This Saturday, March 28, the Crystal Bridges Museum of American Art, founded and funded by Walmart heiress Alice B. Walton, will put on view the most expensive work of art ever painted by a woman and one of the most expensive works of American Art.
It is Georgia O’Keeffe’s Jimson Weed/White Flower No. 1. Mrs. Walton paid $44.4 million for the oversize (48″ by 40″) 1932 portrait of a flower at a Sotheby’s auction in November. The artwork goes on display as the centerpiece of “See What I See,” an exhibition at the Bentonville, Ark., institution that runs through May 10.
The Georgia O’Keeffe Museum was the painting’s seller, and its proceeds went directly to the museum’s acquisitions fund.
For roughtly the last 15 years, Mrs. Walton has been responsible for setting records in the American Art field, snapping up at auction some of the greatest works in that category that come on the market on behalf of the four-year-old mega-museum in Walmart’s hometown. She has bought Andy Warhol’s iconic Coca-cola bottle, Winslow Homer’s Blackwell Island, John Singer Sargent’s portrait of Robert Louis Stevenson and his wife. Ironically, she has inflated the sector, making her subsequent purchases more expensive.

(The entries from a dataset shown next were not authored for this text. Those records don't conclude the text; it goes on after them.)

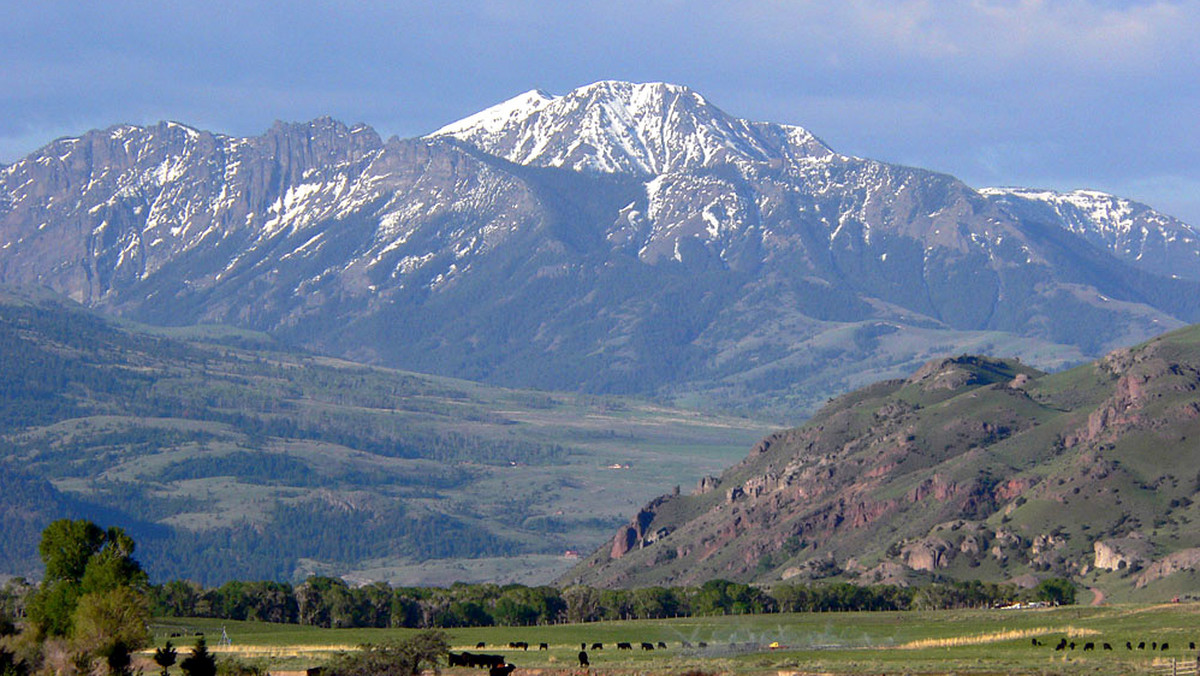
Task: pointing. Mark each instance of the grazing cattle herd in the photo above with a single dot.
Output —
(1067, 645)
(497, 665)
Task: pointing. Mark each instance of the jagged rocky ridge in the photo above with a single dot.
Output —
(970, 468)
(621, 238)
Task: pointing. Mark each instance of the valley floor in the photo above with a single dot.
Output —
(963, 641)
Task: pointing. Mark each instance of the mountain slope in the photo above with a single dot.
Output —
(622, 238)
(970, 468)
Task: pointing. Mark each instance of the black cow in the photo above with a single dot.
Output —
(483, 660)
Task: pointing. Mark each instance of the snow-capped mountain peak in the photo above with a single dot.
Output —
(624, 127)
(496, 118)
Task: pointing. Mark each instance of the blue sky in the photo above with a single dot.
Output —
(1098, 94)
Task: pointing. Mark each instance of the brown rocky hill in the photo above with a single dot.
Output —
(970, 468)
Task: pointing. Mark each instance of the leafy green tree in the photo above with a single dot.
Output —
(165, 657)
(405, 657)
(201, 662)
(582, 604)
(81, 558)
(106, 620)
(1057, 591)
(51, 608)
(66, 546)
(10, 665)
(117, 658)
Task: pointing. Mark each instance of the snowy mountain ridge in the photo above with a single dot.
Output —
(624, 127)
(618, 238)
(1132, 231)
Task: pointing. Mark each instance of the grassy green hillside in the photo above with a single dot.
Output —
(229, 458)
(970, 468)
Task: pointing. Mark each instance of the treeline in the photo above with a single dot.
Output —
(329, 602)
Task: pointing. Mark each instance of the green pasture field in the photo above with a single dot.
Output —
(960, 641)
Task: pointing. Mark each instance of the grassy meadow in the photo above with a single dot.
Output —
(960, 641)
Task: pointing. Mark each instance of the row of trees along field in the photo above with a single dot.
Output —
(93, 580)
(90, 611)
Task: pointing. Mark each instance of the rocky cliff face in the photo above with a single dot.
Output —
(971, 468)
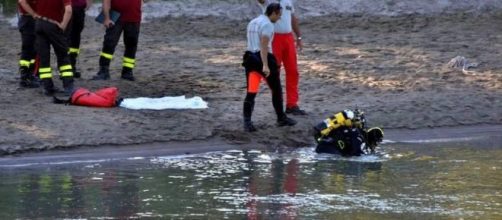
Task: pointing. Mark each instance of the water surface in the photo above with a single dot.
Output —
(411, 181)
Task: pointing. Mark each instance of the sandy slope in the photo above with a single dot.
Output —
(391, 67)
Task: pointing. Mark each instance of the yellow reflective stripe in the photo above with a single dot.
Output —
(129, 65)
(129, 60)
(106, 55)
(24, 63)
(45, 70)
(45, 75)
(65, 67)
(66, 74)
(74, 50)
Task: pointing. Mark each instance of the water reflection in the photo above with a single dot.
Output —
(411, 181)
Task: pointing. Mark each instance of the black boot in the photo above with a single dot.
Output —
(27, 78)
(68, 85)
(49, 89)
(103, 74)
(73, 62)
(127, 74)
(247, 112)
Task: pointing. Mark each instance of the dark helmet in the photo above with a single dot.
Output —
(374, 136)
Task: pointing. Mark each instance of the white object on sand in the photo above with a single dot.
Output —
(168, 102)
(461, 62)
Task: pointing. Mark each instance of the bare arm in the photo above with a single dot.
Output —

The O’Keeffe painting will be joined in the exhibition by two of the artist’s other paintings from the museum’s collection, Small Purple Hills (1934), and Feather and Brown Leaf (1935), as well as a rare sculpture by O’Keeffe, Abstraction (modeled in 1946, cast circa 1979-80 in white-lacquered bronze).

Together these works will provide Museum guests “not only with a first look at this remarkable acquisition, but also a glimpse into the scope of the artist’s career,” the museum said.